Più in dettaglio - sottolinea la Cia - a trainare gli acquisti “bio” nella Gdo ci sono innanzitutto le uova (+21,4%), seguite da latticini e formaggi (+16,2%), spinti in alto dal “boom” di yoghurt (+27,5%) e latte (+9,5%). Vanno molto bene anche biscotti, dolciumi e snack (+16,1%) e bevande analcoliche (+16%), mentre più contenuto risulta l’aumento per l’ortofrutta fresca e trasformata (+3,4%), che rimane comunque la categoria “bio” più consumata, con un peso sul totale del biologico confezionato pari a poco più del 30% in valore. In questa fascia, per esempio, rientrano confetture e marmellate (+8,6%) e, tra i prodotti non lavorati, le lattughe (+31,7%). In calo, invece, pasta, riso e sostituti del pane (-3,2%), con un bilancio particolarmente negativo per la pasta “bio”, i cui acquisti si sono ridotti di oltre l’11%. Segno meno anche per l’olio (-18,6%) e per la categoria zucchero, caffè e tè (-3,4%). Inoltre - osserva la Cia - anche se il consumo dei prodotti “bio” resta fortemente sbilanciato nei territori dell’Italia settentrionale (la cui incidenza sugli acquisti totali supera il 70 per cento), ora comincia a radicarsi anche nel meridione. Gli acquisti di prodotti biologici, infatti, crescono nel Nord-Ovest (+12,5%) e nel Nord-Est (+2,4%), ma è nel Centro-Sud che balzano dal 10% al 19%.

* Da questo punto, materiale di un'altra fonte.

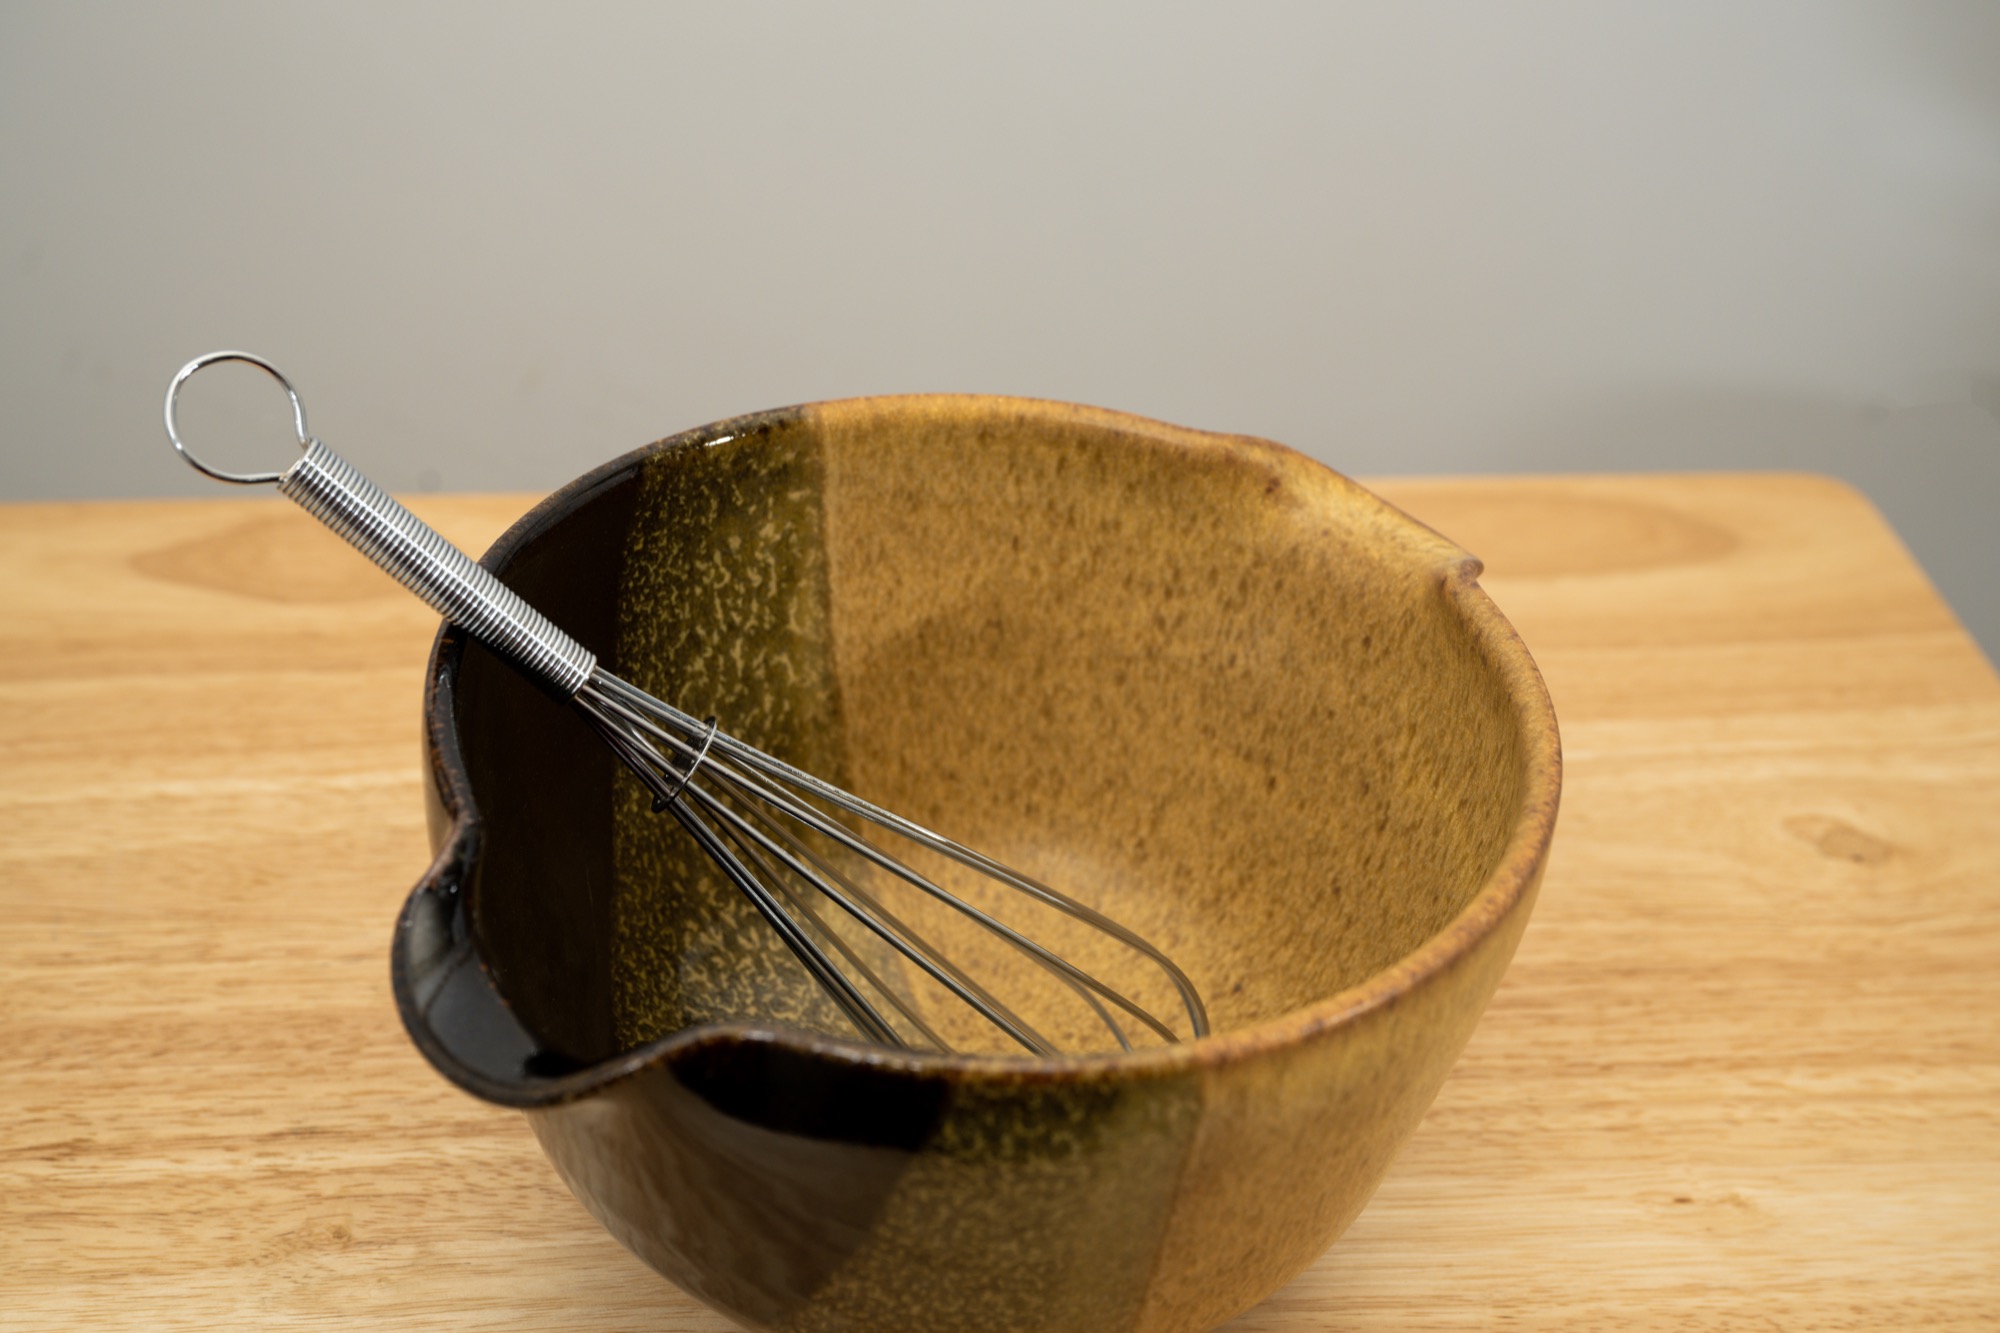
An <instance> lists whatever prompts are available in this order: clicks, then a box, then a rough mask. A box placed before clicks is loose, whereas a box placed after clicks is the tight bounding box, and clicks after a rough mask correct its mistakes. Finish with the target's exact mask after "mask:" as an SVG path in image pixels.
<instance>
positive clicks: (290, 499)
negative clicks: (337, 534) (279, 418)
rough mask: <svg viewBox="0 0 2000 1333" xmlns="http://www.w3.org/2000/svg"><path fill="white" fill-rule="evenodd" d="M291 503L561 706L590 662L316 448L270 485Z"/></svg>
mask: <svg viewBox="0 0 2000 1333" xmlns="http://www.w3.org/2000/svg"><path fill="white" fill-rule="evenodd" d="M278 494H282V496H286V498H288V500H292V502H296V504H298V506H300V508H304V510H306V512H308V514H312V516H314V518H318V520H320V522H324V524H326V526H328V528H332V530H334V532H338V534H340V536H344V538H346V540H348V544H352V546H354V548H356V550H360V552H362V554H364V556H368V558H370V560H374V562H376V564H380V566H382V568H384V570H388V574H390V576H392V578H394V580H396V582H400V584H402V586H406V588H410V590H412V592H416V594H418V596H422V598H424V600H426V602H430V606H432V608H434V610H436V612H438V614H442V616H444V618H446V620H450V622H452V624H458V626H462V628H464V630H466V632H468V634H472V636H474V638H478V640H480V642H484V644H486V646H488V648H492V650H494V652H498V654H500V656H504V658H508V660H512V662H514V664H516V667H520V669H522V671H526V673H528V675H530V677H534V679H536V681H542V683H544V685H548V687H550V689H554V691H558V693H560V695H562V697H564V699H570V697H572V695H576V691H580V689H584V681H588V679H590V669H592V667H596V662H598V658H596V656H594V654H592V652H590V648H586V646H584V644H580V642H576V640H574V638H570V636H568V634H564V632H562V630H560V628H556V626H554V624H550V620H548V616H544V614H542V612H540V610H536V608H534V606H530V604H528V602H526V600H522V596H520V594H518V592H514V590H512V588H510V586H506V584H504V582H500V580H498V578H494V576H492V574H490V572H486V566H482V564H478V562H476V560H474V558H472V556H468V554H466V552H464V550H460V548H458V546H454V544H452V542H448V540H444V536H442V534H438V530H436V528H432V526H430V524H428V522H424V520H422V518H418V516H416V514H412V512H410V510H408V508H404V506H402V504H398V502H396V498H394V496H390V494H388V492H386V490H382V488H380V486H376V484H374V482H372V480H368V478H366V476H362V474H360V470H358V468H356V466H354V464H352V462H348V460H346V458H342V456H340V454H336V452H334V450H330V448H328V446H326V444H322V442H320V440H308V442H306V454H304V458H300V460H298V462H294V464H292V466H290V468H288V470H286V472H284V476H280V478H278Z"/></svg>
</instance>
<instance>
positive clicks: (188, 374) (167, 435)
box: [166, 352, 312, 486]
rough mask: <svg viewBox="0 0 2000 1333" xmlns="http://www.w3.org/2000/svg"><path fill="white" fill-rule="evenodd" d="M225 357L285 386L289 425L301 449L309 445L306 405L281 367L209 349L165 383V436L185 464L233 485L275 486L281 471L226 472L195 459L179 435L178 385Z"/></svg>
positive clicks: (309, 434) (243, 355) (199, 458)
mask: <svg viewBox="0 0 2000 1333" xmlns="http://www.w3.org/2000/svg"><path fill="white" fill-rule="evenodd" d="M226 360H240V362H244V364H250V366H256V368H258V370H262V372H264V374H268V376H270V378H274V380H278V384H282V386H284V392H286V396H288V398H290V400H292V424H294V428H296V430H298V448H300V452H304V450H308V448H312V436H310V434H306V404H304V402H300V400H298V390H296V388H292V380H288V378H284V370H280V368H278V366H274V364H270V362H268V360H264V358H262V356H256V354H252V352H208V354H206V356H196V358H194V360H190V362H188V364H186V366H182V368H180V374H176V376H174V382H172V384H168V386H166V438H168V440H172V442H174V452H176V454H180V456H182V458H186V460H188V466H192V468H194V470H196V472H206V474H208V476H214V478H216V480H226V482H230V484H234V486H276V484H278V482H280V480H284V472H228V470H224V468H216V466H210V464H206V462H202V460H200V458H196V456H194V450H190V448H188V444H186V440H182V438H180V386H182V384H186V382H188V380H190V378H194V372H196V370H204V368H208V366H214V364H222V362H226Z"/></svg>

Il “bio”, quindi, diventa un mercato sempre più appetibile -continua la Cia- visto che solo in Italia il suo giro d’affari si attesta intorno a 1,5 miliardi di euro. Un dato, tra l’altro, che ci colloca in quarta posizione nella graduatoria europea dei fatturati dopo Germania, Francia e Regno Unito e al sesto posto a livello mondiale (con Usa e Canada).

Proprio per aprire nuovi sbocchi ai produttori italiani, oggi Anabio (l’associazione nazionale agricoltura biologica della Cia), presenta a “Cibus 2012” a Parma, il progetto “For@zoobio. Imparare ad allevare biologico con soddisfazione”, che si prefigge di formare gli allevatori al metodo biologico.

“In Italia gli allevamenti bio non hanno ancora assunto - dice Anabio - i volumi di produzione adeguati ai livelli dei consumi. Di conseguenza il nostro Paese, pur restando il primo esportatore al mondo di alimenti bio, è importatore di carni, latte e uova biologiche. Riteniamo perciò che questo settore abbia grandi potenzialità economiche e per questo intendiamo offrire agli allevatori gli strumenti di conoscenza necessari per intraprendere queste produzioni”.